Australia's ANZ bank announces record annual profit

A woman walks past Australia and New Zealand Banking Group (ANZ) signage displayed Image copyright Getty Images
Image caption ANZ Chief Executive Mike Smith said the bank had made progress in key markets

One of Australia's biggest lenders, ANZ, has announced a record full-year net profit of A$7.3bn ($6.4bn, £4bn), up 15% from a year earlier.

In a statement, the lender also said its cash profit rose 10% to A$7.1bn during the same period.

The cash profit number is the bank's preferred measure of performance and came in line with expectations.

ANZ attributed its results, in part, to gains in its Asian operations.

The bank's annual results follow an announcement from rival National Australia Bank (NAB) on Thursday of a 10% fall in annual cash profit, due mainly to problems at its UK operations.

NAB's A$4.5bn profit result was described as disappointing by its chief executive, Andrew Thorburn.

ANZ and NAB are among the top four banks in Australia, together with Westpac and Commonwealth Bank. ANZ is regarded as the nation's third biggest bank by market value.

Australia's banking sector, particularly the so-called top four, is regarded as being highly profitable.

ANZ Chief Executive Mike Smith said it was a good performance from the bank and noted its overseas operations.

"The result also saw continued momentum from our international business in Asia Pacific, Europe and America," he said, "which now accounts for 24% of group revenues."

Mr Smith said the annual results provided the bank with more options for growth "without the need to take on more risk".

"With the phase of high investment in Asia largely complete, we are seeing a greater share of Asia-led revenue growth translate to profit," he said.

Not all good

Managing partner of investment firm 100 Doors Peter Esho told the BBC the result was reasonable, but that the record numbers were due to the bank's reduction of its bad debt expenses, which would not always be the case.

"Eventually the cycle will turn and bad debt costs, particularly through the Asian expansion, will come back and become an issue," Mr Esho said.

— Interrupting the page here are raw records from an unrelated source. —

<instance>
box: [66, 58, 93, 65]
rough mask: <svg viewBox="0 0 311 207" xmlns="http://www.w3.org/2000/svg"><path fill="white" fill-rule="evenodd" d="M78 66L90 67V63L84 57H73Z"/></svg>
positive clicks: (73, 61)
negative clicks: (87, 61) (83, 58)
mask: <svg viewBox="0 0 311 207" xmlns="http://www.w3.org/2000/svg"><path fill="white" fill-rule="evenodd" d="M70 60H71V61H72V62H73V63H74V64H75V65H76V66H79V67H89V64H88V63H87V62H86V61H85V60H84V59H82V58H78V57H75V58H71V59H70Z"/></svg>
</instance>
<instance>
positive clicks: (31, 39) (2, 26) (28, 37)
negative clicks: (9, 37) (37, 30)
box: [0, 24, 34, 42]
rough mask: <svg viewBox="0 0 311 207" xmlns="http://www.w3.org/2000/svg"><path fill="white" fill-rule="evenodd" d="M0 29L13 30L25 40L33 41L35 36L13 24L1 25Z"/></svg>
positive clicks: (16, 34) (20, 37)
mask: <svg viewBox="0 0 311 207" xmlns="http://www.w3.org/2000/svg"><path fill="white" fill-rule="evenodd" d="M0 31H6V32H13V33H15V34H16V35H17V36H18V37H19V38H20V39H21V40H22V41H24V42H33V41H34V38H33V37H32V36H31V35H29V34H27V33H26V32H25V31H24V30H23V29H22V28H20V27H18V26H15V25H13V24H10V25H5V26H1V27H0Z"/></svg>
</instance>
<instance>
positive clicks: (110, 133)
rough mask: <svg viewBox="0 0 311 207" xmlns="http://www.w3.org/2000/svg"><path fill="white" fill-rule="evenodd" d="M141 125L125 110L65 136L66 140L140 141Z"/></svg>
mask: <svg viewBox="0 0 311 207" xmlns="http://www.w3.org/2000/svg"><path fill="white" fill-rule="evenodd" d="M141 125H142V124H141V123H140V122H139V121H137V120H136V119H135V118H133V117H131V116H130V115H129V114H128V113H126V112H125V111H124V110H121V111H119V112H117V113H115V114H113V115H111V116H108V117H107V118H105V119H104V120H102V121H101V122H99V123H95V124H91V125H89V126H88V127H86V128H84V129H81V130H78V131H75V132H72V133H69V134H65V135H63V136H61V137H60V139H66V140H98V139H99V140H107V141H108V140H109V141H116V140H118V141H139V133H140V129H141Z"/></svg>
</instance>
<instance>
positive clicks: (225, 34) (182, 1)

ANZ is not growing revenue enough to offset these issues, he added.

"So for us, we think the next few years will be slightly more challenging and a test for ANZ's ability to withstand the good times with the bad in Asia."

Shares in the bank rose on Friday, closing the trading day up more than 0.7%.

The rise follows a suspension from trade on Monday after the lender accidentally published part of its full-year profit results.